Zudem äußerten sich die Richter auch kritisch darüber, ob die Warnhinweise überhaupt wesentliche Informationen seien. Die Frage könne jedoch dahinstehen - dem Verbraucher verbleibe in jedem Fall nach dem Auswurf auf das Kassenband noch genügend Zeit, die Hinweise in die Kaufentscheidung einzubeziehen.

Unser Kommentar

Interessant wird sein, wie sich der BGH vor dem Hintergrund der Einigkeit der Vorinstanzen zur Sache äußern wird.
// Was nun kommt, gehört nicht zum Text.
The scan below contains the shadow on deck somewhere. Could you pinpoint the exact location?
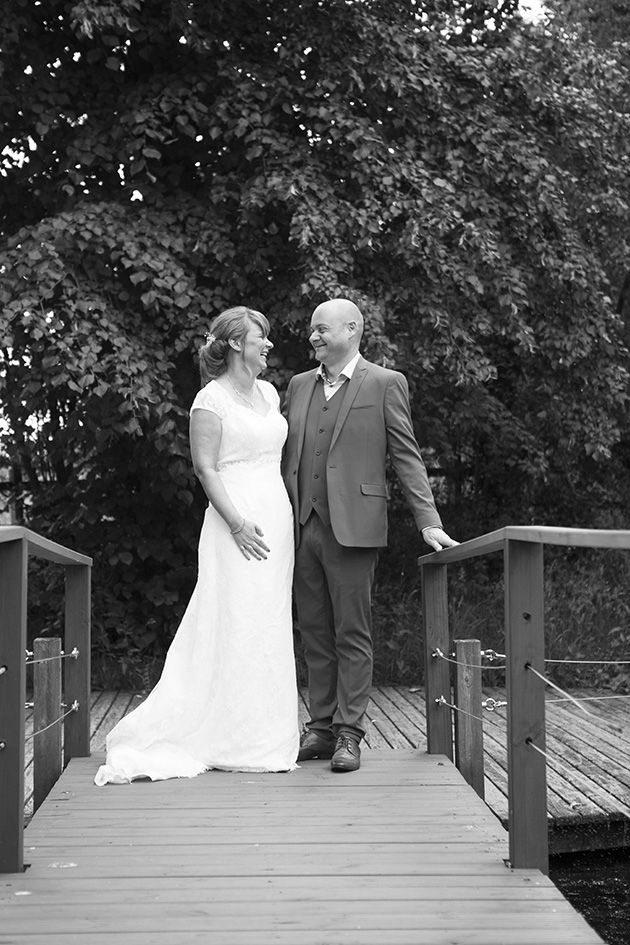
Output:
[0,748,601,945]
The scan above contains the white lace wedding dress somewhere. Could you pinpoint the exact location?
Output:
[95,381,299,785]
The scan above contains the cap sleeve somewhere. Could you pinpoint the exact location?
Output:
[190,381,227,420]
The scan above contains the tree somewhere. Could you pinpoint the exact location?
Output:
[0,0,629,668]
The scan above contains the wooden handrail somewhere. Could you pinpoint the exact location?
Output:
[418,525,630,873]
[0,525,92,873]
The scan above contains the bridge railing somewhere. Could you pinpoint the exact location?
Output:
[0,525,92,873]
[418,525,630,873]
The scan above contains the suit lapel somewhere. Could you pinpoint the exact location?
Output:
[330,357,368,449]
[295,370,317,462]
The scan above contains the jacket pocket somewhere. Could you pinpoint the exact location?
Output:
[361,482,387,499]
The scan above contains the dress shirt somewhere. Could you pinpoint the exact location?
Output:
[317,352,361,400]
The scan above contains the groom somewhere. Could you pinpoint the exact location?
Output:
[283,299,457,771]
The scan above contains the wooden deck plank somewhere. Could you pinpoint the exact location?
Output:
[19,686,630,851]
[0,749,602,945]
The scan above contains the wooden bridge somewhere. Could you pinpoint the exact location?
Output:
[0,529,630,945]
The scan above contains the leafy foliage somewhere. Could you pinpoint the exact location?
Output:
[0,0,630,676]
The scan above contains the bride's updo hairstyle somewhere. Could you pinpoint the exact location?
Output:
[199,305,269,387]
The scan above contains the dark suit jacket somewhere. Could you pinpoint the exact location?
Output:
[282,357,442,548]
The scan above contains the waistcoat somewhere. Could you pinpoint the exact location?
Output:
[298,381,348,525]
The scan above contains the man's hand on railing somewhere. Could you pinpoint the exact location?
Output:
[422,525,459,551]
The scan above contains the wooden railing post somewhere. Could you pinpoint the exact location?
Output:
[63,564,92,764]
[0,538,28,873]
[504,540,549,873]
[33,637,63,813]
[453,640,485,800]
[421,564,453,760]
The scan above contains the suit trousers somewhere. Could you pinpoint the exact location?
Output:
[293,512,378,739]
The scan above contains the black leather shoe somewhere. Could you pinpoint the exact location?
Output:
[330,735,361,771]
[298,729,335,761]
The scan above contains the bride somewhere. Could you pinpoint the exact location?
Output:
[94,306,299,785]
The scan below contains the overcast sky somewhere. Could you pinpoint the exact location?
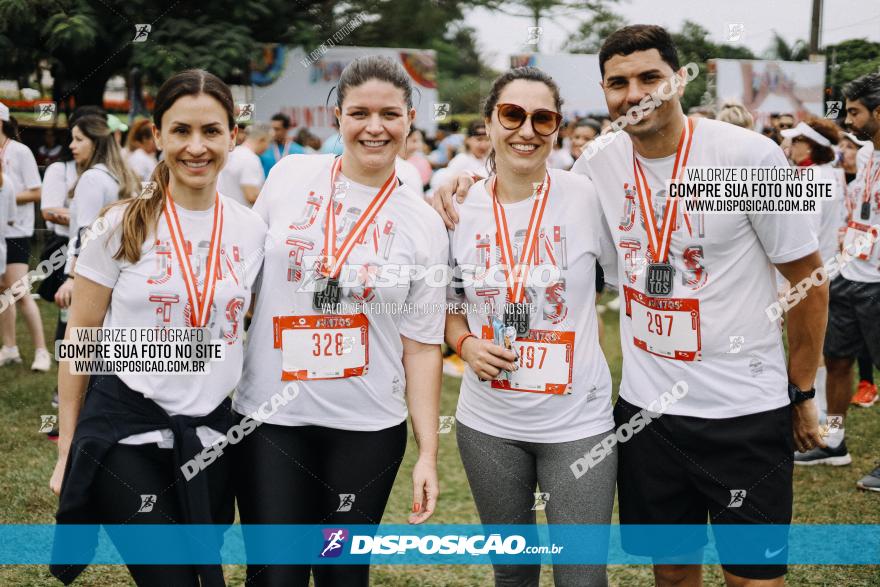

Der Einschätzung der Münchener Richter, der Warenautomat stelle eine bewusst nicht durch die Verordnung und Richtlinie geregelte Verkaufsmodalität dar, wird sich der BGH vermutlich anschließen. Sowohl die Ermächtigungsgrundlage zum Erlass der Verordnung als auch die Tabakproduktrichtlinie ist insofern in ihrem Wortlaut grundsätzlich eindeutig. Abzuwarten bleibt jedoch, ob die Karlsruher Richter auch die Einschätzung teilen werden, die Wahrnehmung der Hinweise erst auf dem Kassenband und damit unmittelbar vor dem Abschluss des Kaufvertrages sei noch rechtzeitig.

Entgegen der Ausführungen des OLG München erscheint es naheliegend, dass sich die Mehrzahl der Verbraucher bereits durch das Betätigen einer Taste am Automaten zum Kauf der entsprechenden Zigarettenpackung entschieden hat. Nachdem die Absicht des Kaufes einer Zigarettenpackung derart bekannt gemacht wurde, ist es darüber hinaus möglich, dass sich einige Verbraucher nicht die vermeintliche Blöße geben wollen, sich allein wegen eines „Bildchens“ doch gegen den Kauf einer Zigarettenpackung, die bereits auf dem Kassenband liegt, zu entscheiden. Für diese Entscheidung hätte der Kunde darüber hinaus auch nur einige Sekunden Zeit. Dass die Warnhinweise noch rechtzeitig vor der Kaufentscheidung wahrgenommen werden können, könnte also kontrovers beurteilt werden.

Nicht zuletzt in Anbetracht der aktuellen gesundheitspolitischen Stimmung und der fortschreitenden erheblichen Einschränkung der Tabakindustrie erscheint ein von den Vorinstanzen abweichendes Urteil des BGH nicht ausgeschlossen.